Kevin Yin is a doctoral candidate in economics at the University of California, Berkeley. He was previously a research fellow at Yale University.

Rich Kruger, the CEO of Suncor, has signalled a retreat from energy transition projects to refocus on its core oil sands business. These comments are the latest indicator that Canada’s incentives for companies to develop their green capacities are insufficient.

Mr. Kruger’s remarks come on the heels of many large oil and gas companies recentering their strategies around non-renewables. Shareholders applauded British Petroleum for walking back their environmental, social and governance (ESG) objectives this year. Shell capped its low-carbon expenditures and stated it will not accept sustainability alone in exchange for lower returns. Suncor itself sold off many of its wind and solar assets last year. One can bemoan their lack of altruism but the fact is these are private companies with responsibilities to their shareholders. Fossil fuels remain much more lucrative.

Wind and solar are becoming cheaper. However, it is a leap of economic logic to argue that falling costs necessarily beckon a speedy transition. Production can be low cost without being profitable because there is still revenue to consider. How much you can sell for has as much to do with your competition as it does with your production costs. The hydrocarbon industries – i.e. oil, natural gas and coal – require a level of initial capital and infrastructure far beyond that of renewable energy, for exploration, drilling and processing. This keeps competitors out, and thus profits high, particularly in a climate of high fuel prices. The same is not true for renewable electricity markets. As a result, the internal rates of return on fossil fuel investments are 10 to 15 per cent, around double that of renewable investments.

The existing incentives are laudable but neither broad enough nor generous enough to address this gap. On many metrics, Canada still falls well behind the United States. Current Canadian tax credits reward investment in better tech but they do not reward production. Not only does such an omission leave our existing green producers at the mercy of U.S. competitors, which are buttressed by the Inflation Reduction Act’s production subsidies, it also fails to incentivize precisely the kinds of investments that hydrocarbon companies are willing to make.

As oil and gas executives have explained in the past, their expertise is better suited to purchasing existing farms and selling the electricity, not for developing cutting-edge windmills and solar panels. Ottawa feels that production credits would not make production more efficient over time. But it would make present methods more economical and both initiatives are important. We have large companies with deep pockets that are positioned to be producers rather than inventors, a crucial role our policies do not seem to value.

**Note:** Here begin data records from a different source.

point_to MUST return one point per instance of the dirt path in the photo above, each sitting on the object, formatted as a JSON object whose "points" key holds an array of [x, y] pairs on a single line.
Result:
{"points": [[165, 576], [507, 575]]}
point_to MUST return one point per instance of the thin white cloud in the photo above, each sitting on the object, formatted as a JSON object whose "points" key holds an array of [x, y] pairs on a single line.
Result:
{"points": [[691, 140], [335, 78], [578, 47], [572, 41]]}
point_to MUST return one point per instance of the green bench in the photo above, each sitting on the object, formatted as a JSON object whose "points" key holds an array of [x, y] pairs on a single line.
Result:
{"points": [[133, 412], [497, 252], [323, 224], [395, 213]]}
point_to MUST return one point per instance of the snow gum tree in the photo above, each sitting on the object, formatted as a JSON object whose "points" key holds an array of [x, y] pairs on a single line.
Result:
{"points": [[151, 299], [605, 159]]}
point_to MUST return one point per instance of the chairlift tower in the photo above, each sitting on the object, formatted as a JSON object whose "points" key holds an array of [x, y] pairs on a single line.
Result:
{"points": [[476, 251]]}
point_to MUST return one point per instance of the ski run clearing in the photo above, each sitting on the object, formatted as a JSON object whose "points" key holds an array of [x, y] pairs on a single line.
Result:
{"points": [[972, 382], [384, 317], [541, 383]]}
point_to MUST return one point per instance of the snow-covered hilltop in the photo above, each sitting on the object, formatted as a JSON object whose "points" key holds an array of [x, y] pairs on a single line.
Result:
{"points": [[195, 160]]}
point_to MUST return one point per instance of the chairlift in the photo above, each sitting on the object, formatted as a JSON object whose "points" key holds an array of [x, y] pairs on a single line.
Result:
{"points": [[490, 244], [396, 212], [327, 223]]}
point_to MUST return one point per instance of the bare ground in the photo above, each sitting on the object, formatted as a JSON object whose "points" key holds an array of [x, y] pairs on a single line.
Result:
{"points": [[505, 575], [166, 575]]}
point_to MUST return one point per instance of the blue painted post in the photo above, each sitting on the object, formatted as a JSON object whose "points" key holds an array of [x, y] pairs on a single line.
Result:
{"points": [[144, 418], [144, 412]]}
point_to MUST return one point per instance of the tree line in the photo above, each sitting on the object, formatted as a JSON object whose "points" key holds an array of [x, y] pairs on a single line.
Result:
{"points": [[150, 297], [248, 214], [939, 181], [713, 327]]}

Nor has the Canadian business environment been a fertile ground for green energy development as of late. Alberta’s processing of applications to construct solar and wind farms, which once took months, has now been paused altogether. Such a volatile and confusing policy regime is a surefire way to spook investors in an industry already hobbled by unattractive profits. Other provinces lack the sensible power purchase agreement contracts (PPAs) that only Alberta offers, where companies can buy renewably sourced electricity directly from producers and offset their energy bills from other sources. It is another area where the United States excels and Canada is playing catch-up. Such a minor contractual innovation would unleash significant demand on the market for renewables and add a customer base for renewable-curious oil companies.

These policies would bring Canada closer to being on par with the United States but even par may not be enough. After all, British Petroleum and Shell, which have significant operations in the U.S., shifted away from renewables despite more generous offerings south of the border. More painful adjustments may be necessary.

Canada might consider slowly shifting the billions it provides in explicit and implicit oil and gas subsidies toward more generous clean credits. The government could double down on demand-side incentives that drive consumers toward solar and wind, which would be more politically marketable than taxes and economically equivalent. Another option is to allow for greater market concentration in renewables in exchange for enforceable transition commitments. Most of these would not be desirable under normal circumstances but the alternative is a Faustian bargain.

As long as green energy remains less profitable than oil and natural gas, Ottawa and the provinces will have to make up that shortfall with strong financial and bureaucratic incentives. This is critical both to preserve the competitiveness of our energy sector in the long run and to reduce carbon dioxide emissions.

The fact that Suncor is refocusing on its traditional oil sands operations should not be thought of as a company reneging on its green commitments, but rather a failure of the incentive ecosystem to bring those commitments to fruition.